Best of Paris
Louvre Museum Paris: The Complete First-Time Visitor Guide
The Louvre is the world's most visited museum and one of the most overwhelming — 380,000 works across 72,735 square metres of galleries that could absorb weeks of sustained attention, housed in a former royal palace whose architecture is itself a work of art. A first visit requires radical curation: the three absolute must-sees are the Mona Lisa (Room 711, Denon Wing, surrounded by crowds — visit at opening or during the 9pm Wednesday/Friday late openings), the Venus de Milo (Room 16, Sully Wing, far less crowded), and the Winged Victory of Samothrace (top of the Denon Wing staircase — the greatest display of a sculpture anywhere in the world).

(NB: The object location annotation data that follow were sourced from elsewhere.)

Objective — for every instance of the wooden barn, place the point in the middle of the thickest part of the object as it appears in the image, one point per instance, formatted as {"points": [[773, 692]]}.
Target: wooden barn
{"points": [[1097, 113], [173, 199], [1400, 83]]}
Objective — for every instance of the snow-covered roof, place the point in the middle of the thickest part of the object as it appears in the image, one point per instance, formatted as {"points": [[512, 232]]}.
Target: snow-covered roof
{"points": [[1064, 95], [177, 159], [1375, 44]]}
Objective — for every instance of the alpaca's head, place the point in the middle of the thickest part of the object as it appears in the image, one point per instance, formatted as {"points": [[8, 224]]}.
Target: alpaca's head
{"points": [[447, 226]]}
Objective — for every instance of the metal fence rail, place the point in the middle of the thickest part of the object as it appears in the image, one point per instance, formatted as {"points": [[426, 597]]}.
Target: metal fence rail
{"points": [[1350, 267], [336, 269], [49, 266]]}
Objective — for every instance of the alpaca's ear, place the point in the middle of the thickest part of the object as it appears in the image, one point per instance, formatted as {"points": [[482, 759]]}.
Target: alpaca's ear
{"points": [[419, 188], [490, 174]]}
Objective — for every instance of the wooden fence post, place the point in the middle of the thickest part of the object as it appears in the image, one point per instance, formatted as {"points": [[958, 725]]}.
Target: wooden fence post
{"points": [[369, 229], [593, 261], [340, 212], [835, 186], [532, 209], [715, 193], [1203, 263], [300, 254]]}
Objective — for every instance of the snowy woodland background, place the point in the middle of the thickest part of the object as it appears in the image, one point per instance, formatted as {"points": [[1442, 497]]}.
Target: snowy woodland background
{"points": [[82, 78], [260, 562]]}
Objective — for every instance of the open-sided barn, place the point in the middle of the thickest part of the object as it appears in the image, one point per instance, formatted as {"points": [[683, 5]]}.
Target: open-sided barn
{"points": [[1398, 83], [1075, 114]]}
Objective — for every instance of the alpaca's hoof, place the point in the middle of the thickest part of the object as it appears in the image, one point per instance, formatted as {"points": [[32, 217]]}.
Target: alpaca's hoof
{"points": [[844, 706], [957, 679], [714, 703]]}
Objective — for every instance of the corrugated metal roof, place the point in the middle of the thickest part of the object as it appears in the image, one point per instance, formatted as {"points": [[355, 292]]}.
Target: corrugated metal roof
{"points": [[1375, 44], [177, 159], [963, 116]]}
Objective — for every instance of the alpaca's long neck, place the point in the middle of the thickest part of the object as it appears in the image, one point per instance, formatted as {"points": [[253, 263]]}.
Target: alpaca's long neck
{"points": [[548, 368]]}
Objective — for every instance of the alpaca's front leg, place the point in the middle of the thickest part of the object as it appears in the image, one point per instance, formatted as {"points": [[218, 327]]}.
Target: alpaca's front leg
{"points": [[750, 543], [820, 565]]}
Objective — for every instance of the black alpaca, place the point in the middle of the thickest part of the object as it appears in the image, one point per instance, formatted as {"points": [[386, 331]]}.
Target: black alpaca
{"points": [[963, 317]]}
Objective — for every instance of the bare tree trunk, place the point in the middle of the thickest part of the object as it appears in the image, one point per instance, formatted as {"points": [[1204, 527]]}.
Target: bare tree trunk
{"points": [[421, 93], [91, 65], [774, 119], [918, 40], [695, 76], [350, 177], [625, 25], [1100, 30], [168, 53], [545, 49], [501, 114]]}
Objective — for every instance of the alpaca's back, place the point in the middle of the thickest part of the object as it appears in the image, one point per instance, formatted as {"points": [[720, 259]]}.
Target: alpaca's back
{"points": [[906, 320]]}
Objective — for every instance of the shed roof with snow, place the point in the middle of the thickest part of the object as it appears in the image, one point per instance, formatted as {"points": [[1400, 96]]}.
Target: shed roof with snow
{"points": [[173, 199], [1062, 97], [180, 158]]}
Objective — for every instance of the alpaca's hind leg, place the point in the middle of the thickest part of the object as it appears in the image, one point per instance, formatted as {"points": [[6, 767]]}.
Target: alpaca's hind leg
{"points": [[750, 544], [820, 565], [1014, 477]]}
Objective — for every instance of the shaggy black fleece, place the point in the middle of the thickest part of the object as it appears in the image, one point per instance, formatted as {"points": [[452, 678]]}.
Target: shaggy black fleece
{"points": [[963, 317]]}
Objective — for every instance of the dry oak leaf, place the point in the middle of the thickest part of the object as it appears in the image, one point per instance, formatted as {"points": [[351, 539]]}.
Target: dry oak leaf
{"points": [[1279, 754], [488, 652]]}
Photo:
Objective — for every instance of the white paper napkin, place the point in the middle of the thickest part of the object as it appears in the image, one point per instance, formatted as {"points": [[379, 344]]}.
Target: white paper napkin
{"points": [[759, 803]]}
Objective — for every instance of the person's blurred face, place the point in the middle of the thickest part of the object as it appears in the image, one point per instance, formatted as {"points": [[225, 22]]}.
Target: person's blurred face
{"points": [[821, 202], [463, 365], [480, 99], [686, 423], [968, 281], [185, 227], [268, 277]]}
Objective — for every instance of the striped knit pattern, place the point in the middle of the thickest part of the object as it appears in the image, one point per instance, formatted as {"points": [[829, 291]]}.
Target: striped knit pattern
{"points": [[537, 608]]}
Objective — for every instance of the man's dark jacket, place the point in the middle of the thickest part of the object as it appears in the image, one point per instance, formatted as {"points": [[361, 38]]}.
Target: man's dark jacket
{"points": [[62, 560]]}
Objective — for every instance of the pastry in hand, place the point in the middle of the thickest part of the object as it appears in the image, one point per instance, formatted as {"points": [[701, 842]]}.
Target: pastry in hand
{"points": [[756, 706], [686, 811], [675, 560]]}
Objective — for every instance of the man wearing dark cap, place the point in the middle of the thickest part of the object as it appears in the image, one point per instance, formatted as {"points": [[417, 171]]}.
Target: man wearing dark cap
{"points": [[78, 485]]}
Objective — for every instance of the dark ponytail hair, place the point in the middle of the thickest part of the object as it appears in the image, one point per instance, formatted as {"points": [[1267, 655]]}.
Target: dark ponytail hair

The Dutch and Flemish galleries (Vermeer's The Lacemaker, Rembrandt's Bathsheba) and the ancient Egyptian antiquities (second largest collection in the world after Cairo) are often overlooked. Buy timed-entry tickets online — the Louvre does not issue same-day tickets at the door, and the I.M. Pei glass pyramid entrance queues without pre-booking can exceed 2 hours. The Richelieu Wing is consistently less crowded than Denon. The last 90 minutes before closing are the least crowded in the entire day.